Simple HTML Sanitization with NekoHTML
November 3, 2009 2:22 PM
Last days I'm working on HTML Sanitization problem. Just to do not forgot - here is a small code-snippet to do simple html sanitization with using nekoHTML library.
Please note - it is not a real solution - it is just idea, as well as some example of nekoHTML Filters usage. Better solution I will post later (and it is not nekoHTML based) - after some testing on my side.

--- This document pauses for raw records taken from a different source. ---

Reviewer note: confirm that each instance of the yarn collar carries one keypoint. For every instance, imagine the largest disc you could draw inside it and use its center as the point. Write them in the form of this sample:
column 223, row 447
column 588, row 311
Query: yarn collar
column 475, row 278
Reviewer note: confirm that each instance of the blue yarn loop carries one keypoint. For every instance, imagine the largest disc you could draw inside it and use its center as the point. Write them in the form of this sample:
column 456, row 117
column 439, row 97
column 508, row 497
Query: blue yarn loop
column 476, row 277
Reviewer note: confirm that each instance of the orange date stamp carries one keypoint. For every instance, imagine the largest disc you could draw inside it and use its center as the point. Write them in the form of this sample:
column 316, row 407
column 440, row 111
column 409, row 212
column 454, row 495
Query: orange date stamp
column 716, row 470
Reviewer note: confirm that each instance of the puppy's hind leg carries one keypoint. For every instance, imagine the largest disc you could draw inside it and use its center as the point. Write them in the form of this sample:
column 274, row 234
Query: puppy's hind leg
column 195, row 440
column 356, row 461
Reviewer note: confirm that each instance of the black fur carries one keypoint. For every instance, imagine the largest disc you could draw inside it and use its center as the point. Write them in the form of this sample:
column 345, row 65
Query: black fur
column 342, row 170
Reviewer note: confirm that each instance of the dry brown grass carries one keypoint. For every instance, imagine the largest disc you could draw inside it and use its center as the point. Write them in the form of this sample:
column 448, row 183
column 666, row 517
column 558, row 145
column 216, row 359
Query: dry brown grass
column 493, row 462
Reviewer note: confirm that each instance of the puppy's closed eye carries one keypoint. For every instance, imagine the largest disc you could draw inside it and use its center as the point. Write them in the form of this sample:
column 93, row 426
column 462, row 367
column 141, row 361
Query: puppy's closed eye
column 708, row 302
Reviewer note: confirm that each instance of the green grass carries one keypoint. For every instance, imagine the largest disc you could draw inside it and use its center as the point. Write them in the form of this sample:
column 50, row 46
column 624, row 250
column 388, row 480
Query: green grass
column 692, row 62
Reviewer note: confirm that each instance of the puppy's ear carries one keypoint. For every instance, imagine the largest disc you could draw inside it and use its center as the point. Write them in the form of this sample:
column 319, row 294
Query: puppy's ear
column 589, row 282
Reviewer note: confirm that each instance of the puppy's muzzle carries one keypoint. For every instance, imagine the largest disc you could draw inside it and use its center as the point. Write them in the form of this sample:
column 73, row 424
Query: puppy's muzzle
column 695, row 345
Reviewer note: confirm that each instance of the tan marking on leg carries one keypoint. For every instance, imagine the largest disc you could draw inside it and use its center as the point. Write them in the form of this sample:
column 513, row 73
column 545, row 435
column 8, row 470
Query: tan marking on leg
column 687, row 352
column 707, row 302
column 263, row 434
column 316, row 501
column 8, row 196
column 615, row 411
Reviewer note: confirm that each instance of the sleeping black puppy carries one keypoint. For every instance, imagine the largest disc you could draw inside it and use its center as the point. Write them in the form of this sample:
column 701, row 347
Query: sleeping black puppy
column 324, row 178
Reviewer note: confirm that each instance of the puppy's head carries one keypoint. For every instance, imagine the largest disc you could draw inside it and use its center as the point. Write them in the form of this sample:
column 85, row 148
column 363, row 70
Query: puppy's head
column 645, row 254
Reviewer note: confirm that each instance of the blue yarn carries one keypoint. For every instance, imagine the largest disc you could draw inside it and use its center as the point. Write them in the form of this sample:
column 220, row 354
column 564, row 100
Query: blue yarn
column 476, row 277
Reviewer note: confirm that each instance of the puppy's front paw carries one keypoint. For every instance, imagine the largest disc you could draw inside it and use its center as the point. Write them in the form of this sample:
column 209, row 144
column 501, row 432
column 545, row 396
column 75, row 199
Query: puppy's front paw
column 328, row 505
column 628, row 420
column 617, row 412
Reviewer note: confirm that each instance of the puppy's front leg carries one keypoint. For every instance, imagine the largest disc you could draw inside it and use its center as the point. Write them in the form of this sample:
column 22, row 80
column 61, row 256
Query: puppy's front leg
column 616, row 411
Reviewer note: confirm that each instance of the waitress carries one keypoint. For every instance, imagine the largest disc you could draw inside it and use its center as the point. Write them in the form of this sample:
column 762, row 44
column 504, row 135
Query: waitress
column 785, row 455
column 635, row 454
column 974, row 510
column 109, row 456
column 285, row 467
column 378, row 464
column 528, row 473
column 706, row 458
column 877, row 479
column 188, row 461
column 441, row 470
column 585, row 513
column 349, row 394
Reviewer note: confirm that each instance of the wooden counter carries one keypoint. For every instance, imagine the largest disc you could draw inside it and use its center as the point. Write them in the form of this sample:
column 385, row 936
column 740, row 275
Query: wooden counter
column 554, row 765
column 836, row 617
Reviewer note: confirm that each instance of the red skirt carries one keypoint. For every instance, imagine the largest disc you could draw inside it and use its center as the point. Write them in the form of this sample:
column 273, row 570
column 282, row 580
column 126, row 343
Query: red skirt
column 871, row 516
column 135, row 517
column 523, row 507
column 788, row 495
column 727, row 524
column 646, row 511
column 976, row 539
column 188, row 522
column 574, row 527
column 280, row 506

This example sanitized "description" variable. safeTags and safeAttributes listed tags and attributes allowed in result, 'safe' html
String[] safeTags = {"font","color","img","b","i","a","p","br","pre","center","table","tr","td","tbody","th","h1","h2","h3","h4","h5","h6"};
String[] safeAttributes = {"href"};
// we need to filter description to remove all script tags
ElementRemover remover = new ElementRemover();
for (String tag : safeTags) {
remover.acceptElement(tag, safeAttributes);
}
remover.removeElement("script");
// writer
StringWriter filteredDescription = new StringWriter();
org.cyberneko.html.filters.Writer writer =
new org.cyberneko.html.filters.Writer(filteredDescription, null);
// setup filter chain
XMLDocumentFilter[] filters = {
remover,
writer,
};
// create HTML parser
XMLParserConfiguration parser = new HTMLConfiguration();
parser.setProperty("http://cyberneko.org/html/properties/filters", filters);
XMLInputSource source = new XMLInputSource(null, null, null, new StringReader(description), null);
try {
parser.parse(source);
description = filteredDescription.toString();
} catch (Exception ex) {
log.warn("Cannot process descriotion", ex);
}